I went to bed blessing Jesus and thankful for his call. Because honestly, I thought I was horrible that night. But God reminded me, it’s about Him, about my being faithful, and trusting Him with His Word. And I went to bed and slept like a baby.

Big words for me, big words for you: “BE FAITHFUL!”

That’s all…

Dumb Christianity

The below is a question I was asked in an online Q & A last week on 13 Ways.  I loved their last question. Hope my answer sufficed.  Be encouraged in your battle.  

 

Q:  How do you balance the biblical call to personal holiness with the seemingly-inevitable fleshly struggle of sin?  Undoubtedly, many young men and woman struggle with personal purity and often feel defeated. How can they overcome that feeling of defeat without delving into legalism or a sin-avoidance gospel?  That is, in your own life, Jarrod, how does grace abound?
JJ: Christianity is impossible to live. That’s why you hear Jesus say, “Abide in me” (John 15).  That’s why Paul says, “In view of God’s mercy” before He says, “offer your bodies as a living sacrifice, holy and pleasing to God” (Romans 12).  We are constantly pointed to grace, to mercy, to love. That’s the power. Christian “rah-rah-ing” to “be more pure” is just dumb. God points to His Son and the cross before we are commanded to do anything. And those commands come so that we might know our Creator deeply—all for His glory, and our good. 
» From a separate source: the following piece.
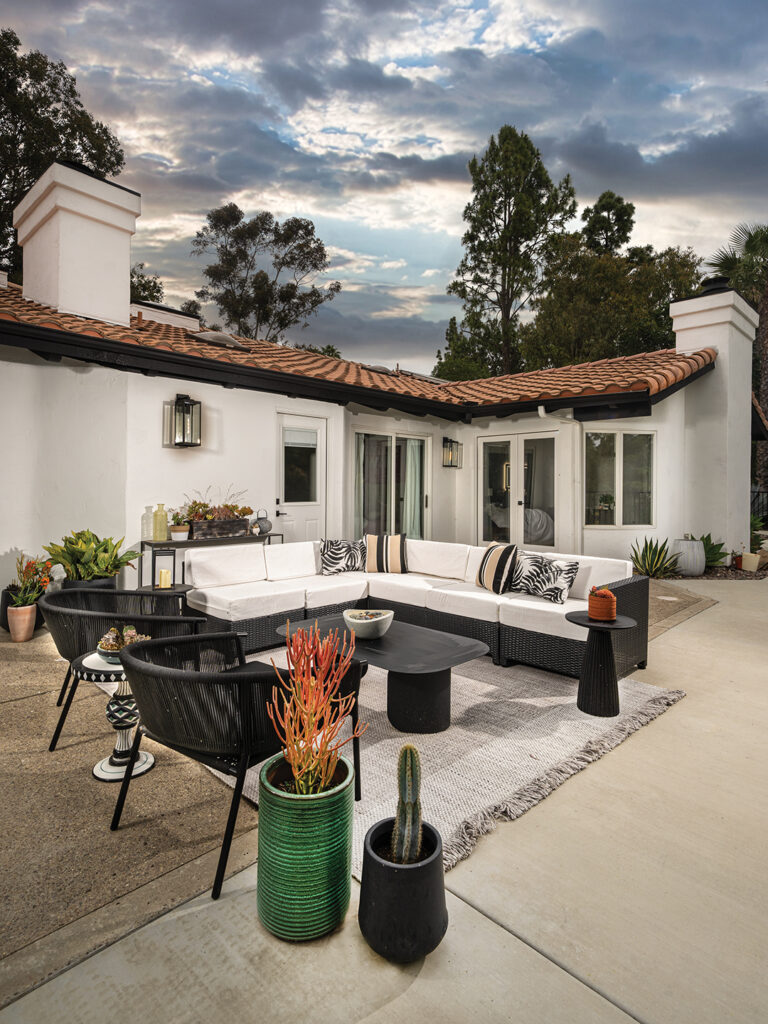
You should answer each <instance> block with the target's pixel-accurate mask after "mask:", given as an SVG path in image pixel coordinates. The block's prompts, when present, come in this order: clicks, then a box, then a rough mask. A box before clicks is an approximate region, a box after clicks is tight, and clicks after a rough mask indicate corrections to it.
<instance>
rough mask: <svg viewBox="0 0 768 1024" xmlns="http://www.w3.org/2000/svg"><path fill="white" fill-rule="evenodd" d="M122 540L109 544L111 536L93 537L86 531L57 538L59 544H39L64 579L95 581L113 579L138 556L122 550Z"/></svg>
mask: <svg viewBox="0 0 768 1024" xmlns="http://www.w3.org/2000/svg"><path fill="white" fill-rule="evenodd" d="M124 540H125V538H123V537H121V538H120V540H119V541H113V539H112V538H111V537H105V538H103V539H101V538H99V537H96V535H95V534H93V532H91V530H90V529H80V530H77V531H76V532H73V534H71V535H70V537H63V538H61V543H60V544H53V543H51V544H48V545H43V547H44V549H45V551H47V552H48V554H49V555H50V557H51V561H52V562H53V563H54V564H56V565H61V566H62V568H63V570H65V573H66V575H67V579H68V580H98V579H103V578H104V577H114V575H117V574H118V572H119V571H120V570H121V569H122V568H124V567H125V566H126V565H130V564H131V559H132V558H137V557H138V554H139V553H138V551H124V552H123V554H122V555H121V554H120V545H121V544H122V543H123V541H124Z"/></svg>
When i am tempted with my eyes. I think “lust will never satisfy.” That’s my mantra. Jesus is the bread that satisfies the burning hunger. Temptation comes but then conviction comes. The conviction is not “Jarrod, you better not look! Do you hear me! Boy, I’m telling you!!!”  No, the conviction is grace. It’s the Spirit of Jesus saying, “Jarrod. My son. Look at me. Look at me. I’m better.  I alone complete you. I satisfy you. Don’t settle for this lie. Look at my blood pouring down for you on my Cross. For you, Jarrod. So that you would be mine. So that you would be free. So that you would have life.”